The program is rooted in Koru, a mindfulness-based practice designed by two Duke University psychologists who wanted to create a stress-reduction program specifically focused on student life and needs. Although Roseboro is trained in Koru, the two leaders decided against branding their program as such in order to give the class the flexibility they felt it may need.
“We called it STRESS LESS so we weren’t feeling confined to [Koru’s] very specific protocol,” Nicholson said. “We [wanted to] have enough room and freedom to let it evolve into what it seemed like the campus community or students want or need it to be going forward.”
At the beginning of each session, participants sit for a few minutes while chimes or a gong is played while focusing on breathing, posture and developing other tools for staying present. Nicholson added that the program, like any class at Bowdoin, comes with some homework.
“We asked students to bring some awareness to a simple activity that you do every day, whether that’s brushing your teeth, or walking from class to class … [or] paying attention to the temperature or to who [you] pass and where [your] gaze is,” Nicholson said.
Nicholson emphasized that arriving on time is part of taking the program seriously.
“There’s an integrity to showing up [on time], like, ‘This matters.

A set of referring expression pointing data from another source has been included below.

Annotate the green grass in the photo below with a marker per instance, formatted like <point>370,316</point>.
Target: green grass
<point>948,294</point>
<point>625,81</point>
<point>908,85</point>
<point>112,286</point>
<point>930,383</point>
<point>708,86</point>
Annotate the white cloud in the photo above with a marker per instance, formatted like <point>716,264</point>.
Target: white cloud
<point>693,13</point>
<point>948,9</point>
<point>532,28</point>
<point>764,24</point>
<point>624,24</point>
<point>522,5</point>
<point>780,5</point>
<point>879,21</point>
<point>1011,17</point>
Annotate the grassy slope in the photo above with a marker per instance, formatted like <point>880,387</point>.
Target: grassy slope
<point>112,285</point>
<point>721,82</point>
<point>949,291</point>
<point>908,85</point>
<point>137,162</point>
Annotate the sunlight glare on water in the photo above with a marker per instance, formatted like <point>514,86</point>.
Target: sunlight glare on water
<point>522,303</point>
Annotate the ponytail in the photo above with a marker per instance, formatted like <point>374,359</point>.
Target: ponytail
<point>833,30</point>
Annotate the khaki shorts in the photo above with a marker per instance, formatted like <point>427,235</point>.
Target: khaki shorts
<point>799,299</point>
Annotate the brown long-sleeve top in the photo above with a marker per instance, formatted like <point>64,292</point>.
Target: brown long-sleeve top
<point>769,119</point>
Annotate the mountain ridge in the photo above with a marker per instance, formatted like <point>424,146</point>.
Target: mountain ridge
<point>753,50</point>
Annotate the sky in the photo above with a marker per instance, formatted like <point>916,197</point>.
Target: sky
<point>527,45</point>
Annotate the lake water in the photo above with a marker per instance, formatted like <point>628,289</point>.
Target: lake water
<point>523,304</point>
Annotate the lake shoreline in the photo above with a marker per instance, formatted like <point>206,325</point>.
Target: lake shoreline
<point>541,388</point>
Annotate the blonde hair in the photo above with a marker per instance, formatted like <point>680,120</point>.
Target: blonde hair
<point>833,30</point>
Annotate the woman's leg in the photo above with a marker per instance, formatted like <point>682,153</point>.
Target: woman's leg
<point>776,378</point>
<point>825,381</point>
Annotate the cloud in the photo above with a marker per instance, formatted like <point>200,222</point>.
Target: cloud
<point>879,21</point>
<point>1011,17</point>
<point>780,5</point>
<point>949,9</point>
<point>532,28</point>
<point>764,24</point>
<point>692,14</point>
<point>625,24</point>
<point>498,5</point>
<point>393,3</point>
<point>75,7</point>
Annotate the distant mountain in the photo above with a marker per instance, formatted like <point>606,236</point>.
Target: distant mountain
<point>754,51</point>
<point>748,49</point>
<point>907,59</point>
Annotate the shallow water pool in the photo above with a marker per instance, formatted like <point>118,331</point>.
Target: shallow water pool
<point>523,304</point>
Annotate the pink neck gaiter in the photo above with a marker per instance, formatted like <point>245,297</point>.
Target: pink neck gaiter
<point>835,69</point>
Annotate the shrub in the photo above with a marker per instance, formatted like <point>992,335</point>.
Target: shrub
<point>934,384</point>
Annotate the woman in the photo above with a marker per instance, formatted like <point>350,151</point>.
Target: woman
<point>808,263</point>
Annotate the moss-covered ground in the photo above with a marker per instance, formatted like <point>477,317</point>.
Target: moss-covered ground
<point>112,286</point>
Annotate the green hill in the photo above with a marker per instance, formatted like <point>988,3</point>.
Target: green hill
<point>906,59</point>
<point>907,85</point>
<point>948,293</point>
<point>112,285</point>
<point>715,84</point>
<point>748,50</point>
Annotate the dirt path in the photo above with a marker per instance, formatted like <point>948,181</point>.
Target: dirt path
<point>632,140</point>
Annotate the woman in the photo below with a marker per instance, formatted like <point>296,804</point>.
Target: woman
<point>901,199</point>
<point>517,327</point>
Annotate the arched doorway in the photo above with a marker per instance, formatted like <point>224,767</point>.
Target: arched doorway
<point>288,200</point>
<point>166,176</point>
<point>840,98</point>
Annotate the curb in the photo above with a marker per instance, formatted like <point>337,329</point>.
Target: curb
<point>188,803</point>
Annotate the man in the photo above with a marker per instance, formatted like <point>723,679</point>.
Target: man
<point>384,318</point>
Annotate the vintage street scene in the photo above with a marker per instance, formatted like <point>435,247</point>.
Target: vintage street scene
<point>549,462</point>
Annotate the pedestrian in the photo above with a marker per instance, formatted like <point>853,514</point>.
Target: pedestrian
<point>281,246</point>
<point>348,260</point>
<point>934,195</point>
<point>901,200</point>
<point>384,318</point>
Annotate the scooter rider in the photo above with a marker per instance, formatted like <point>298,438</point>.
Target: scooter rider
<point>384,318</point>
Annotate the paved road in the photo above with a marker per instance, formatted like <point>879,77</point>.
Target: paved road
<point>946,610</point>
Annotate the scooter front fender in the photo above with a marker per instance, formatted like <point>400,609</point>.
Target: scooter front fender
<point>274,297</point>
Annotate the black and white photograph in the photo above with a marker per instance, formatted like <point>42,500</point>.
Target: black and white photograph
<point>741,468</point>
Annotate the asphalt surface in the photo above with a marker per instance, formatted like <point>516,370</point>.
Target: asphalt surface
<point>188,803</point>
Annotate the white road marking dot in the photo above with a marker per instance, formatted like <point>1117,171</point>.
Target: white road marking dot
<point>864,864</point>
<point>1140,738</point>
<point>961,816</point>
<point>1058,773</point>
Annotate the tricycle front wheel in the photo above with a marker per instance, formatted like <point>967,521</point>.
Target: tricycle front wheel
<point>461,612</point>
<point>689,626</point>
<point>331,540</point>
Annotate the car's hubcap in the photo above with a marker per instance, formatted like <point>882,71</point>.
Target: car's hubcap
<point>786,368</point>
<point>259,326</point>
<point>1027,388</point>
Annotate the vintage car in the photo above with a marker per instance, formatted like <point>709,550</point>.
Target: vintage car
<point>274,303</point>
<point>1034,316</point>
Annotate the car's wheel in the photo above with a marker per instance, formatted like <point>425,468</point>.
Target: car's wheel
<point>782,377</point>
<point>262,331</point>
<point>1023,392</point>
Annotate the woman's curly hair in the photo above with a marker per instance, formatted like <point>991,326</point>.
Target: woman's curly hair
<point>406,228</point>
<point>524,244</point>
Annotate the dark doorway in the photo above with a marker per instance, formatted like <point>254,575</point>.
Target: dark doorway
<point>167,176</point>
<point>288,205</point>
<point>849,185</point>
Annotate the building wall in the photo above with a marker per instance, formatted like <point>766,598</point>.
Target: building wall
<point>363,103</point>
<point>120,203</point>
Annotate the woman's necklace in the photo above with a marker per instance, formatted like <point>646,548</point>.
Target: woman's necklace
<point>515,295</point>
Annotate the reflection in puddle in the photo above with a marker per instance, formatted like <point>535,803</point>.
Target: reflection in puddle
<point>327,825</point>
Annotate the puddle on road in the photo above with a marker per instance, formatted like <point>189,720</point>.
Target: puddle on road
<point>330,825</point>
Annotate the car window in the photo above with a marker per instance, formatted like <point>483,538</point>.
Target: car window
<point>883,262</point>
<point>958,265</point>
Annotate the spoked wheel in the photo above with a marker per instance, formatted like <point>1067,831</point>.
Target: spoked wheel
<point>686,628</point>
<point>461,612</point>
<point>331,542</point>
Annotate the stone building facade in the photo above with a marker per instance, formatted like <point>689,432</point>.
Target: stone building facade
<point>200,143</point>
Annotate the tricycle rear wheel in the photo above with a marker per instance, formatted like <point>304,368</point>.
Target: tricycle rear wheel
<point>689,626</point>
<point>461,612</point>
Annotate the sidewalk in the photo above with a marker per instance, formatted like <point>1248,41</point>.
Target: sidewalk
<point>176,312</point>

This isn’t just another thing I’m kind of interested in … my well-being matters, and so does the time and presence of all the other people in the group. They matter too. So I’m going to show up to them,’” Nicholson said.
Gretchen Klens ’23, a participant in STRESS LESS, uses mindfulness in her everyday life.
“For me, it was just walking outside. Anytime I step outside, I take a deep breath and [try to] be mindful of the situation I’m in [and] how I’m feeling,” Klens said. “Remind yourself that emotions are good. Accepting the way you feel is a good first step to being more mindful.”
Though the program is a month long and group-based, Nicholson believes some stress relief and skills are better than none, and, above all, she hopes that students leave STRESS LESS feeling taken care of.
“I crave that students feel held a little bit,” Nicholson said. “You’re on your own, and you’re doing so much, and you’re working so hard to do everything that you do really well, and that’s just a lot of work. It’s a lot of work all the time. And so I wish for our students … to just feel held.”
The sessions will be held for the next three Fridays in the Peter Buck Center for Health and Wellness, Room 301, and are open to any students wishing to attend.